FoodBuckwheat & mushroom pierogi: An unexpected dinner delight

Buckwheat & mushroom pierogi: An unexpected dinner delight

It's not quite the festival season, and I'm already experimenting with pierogi! This time, I'd like to share a recipe that has been exceptionally successful for me. Pierogi with buckwheat, mushrooms, and another unusual ingredient—here's a delightful idea for a family dinner.

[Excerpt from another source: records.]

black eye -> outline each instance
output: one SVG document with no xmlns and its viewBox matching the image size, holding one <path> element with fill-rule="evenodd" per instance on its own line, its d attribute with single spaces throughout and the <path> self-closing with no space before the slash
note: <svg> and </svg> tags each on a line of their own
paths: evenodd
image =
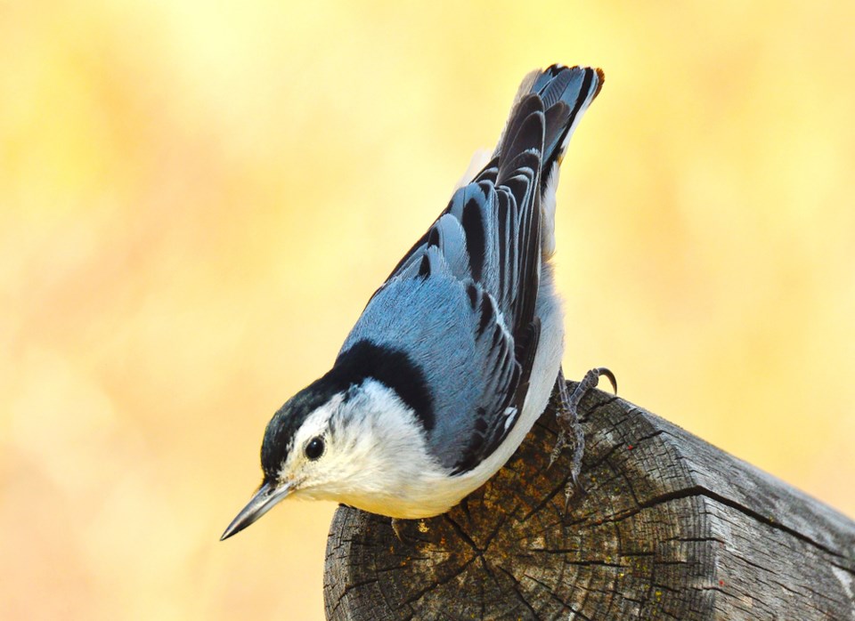
<svg viewBox="0 0 855 621">
<path fill-rule="evenodd" d="M 323 455 L 323 438 L 313 438 L 305 445 L 305 456 L 313 462 Z"/>
</svg>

Dumplings with buckwheat and mushrooms
Dumplings with buckwheat and mushrooms
Images source: © Adobe Stock | brent hofacker

8 November 2024 09:01

The list of possible pierogi fillings is extensive and diverse. I reckon most of us have tried these: meat, mushrooms, potatoes, cottage cheese, and even more "extravagant" options like spinach or blueberries. Recently, I was filled with holiday spirit and decided to try a new recipe. Pierogi with buckwheat turned out brilliantly. And they're not just for traditional Christmas Eve dinners.

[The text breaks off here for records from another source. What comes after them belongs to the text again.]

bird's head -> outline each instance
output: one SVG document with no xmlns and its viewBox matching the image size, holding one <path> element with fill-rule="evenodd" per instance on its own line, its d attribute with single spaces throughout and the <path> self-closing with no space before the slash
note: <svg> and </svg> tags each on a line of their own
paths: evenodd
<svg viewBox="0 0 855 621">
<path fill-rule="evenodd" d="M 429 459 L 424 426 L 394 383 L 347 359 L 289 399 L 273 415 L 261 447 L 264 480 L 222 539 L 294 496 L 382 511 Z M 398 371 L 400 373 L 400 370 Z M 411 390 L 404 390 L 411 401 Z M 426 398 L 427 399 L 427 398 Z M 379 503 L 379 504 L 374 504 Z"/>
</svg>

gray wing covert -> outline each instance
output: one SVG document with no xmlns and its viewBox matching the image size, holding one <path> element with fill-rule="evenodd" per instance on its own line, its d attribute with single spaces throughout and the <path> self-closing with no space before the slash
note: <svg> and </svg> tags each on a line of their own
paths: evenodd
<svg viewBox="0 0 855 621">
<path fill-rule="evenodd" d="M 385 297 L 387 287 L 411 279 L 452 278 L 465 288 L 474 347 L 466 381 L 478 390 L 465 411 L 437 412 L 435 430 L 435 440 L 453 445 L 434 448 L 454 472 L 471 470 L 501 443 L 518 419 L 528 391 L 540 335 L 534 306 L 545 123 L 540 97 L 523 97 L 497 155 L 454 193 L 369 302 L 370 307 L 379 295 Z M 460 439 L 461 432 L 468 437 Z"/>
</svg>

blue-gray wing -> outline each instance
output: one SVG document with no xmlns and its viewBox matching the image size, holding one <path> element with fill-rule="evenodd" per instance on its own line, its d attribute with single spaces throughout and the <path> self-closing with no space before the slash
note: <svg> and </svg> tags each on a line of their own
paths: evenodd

Of course, to make such pierogi tasty, buckwheat alone isn't sufficient. Mushrooms (I used button mushrooms, but you might consider other seasonal varieties) and something to bind these ingredients will be useful. Initially, I intended to use cottage cheese, but the recipe with yellow cheese intrigued me more. I brought it all together and... I'm immensely proud! I assure you, you will be too.

Pierogi with buckwheat, mushrooms, and cheese

Ingredients:

Dough:

  • 280 grams of flour,
  • 240 millilitres of warm water,
  • ½ teaspoon of salt,
  • 2 tablespoons of oil.

Filling:

  • 180 grams of buckwheat,
  • 1 onion,
  • 500 grams of button mushrooms,
  • 85 grams of block cheese,
  • salt,
  • pepper,
  • Herbes de Provence.

Instructions:

  1. Cook the buckwheat according to the instructions on the package.
  2. Grate the cheese.
  3. Chop the mushrooms fairly finely. Sauté them in a small amount of oil. It's important not to salt them at this stage as they'll release too much water.
  4. Meanwhile, chop the onion and add it at the very end. Only season it now, and sauté for a little longer.
  5. Remove the filling from the heat, discard excess liquid, mix with the cooked buckwheat and grated cheese, and set aside.
  6. Combine the flour with salt, oil, and warm water. Knead the dough, shape it into a ball, wrap it in plastic wrap, and set aside for 25 minutes.
  7. After this time, roll out and cut circles for the pierogi.
  8. Place a bit of filling on each and seal the edges.
  9. Cook in boiling salted water—for about 3 minutes from when the pierogi rise to the surface. Done!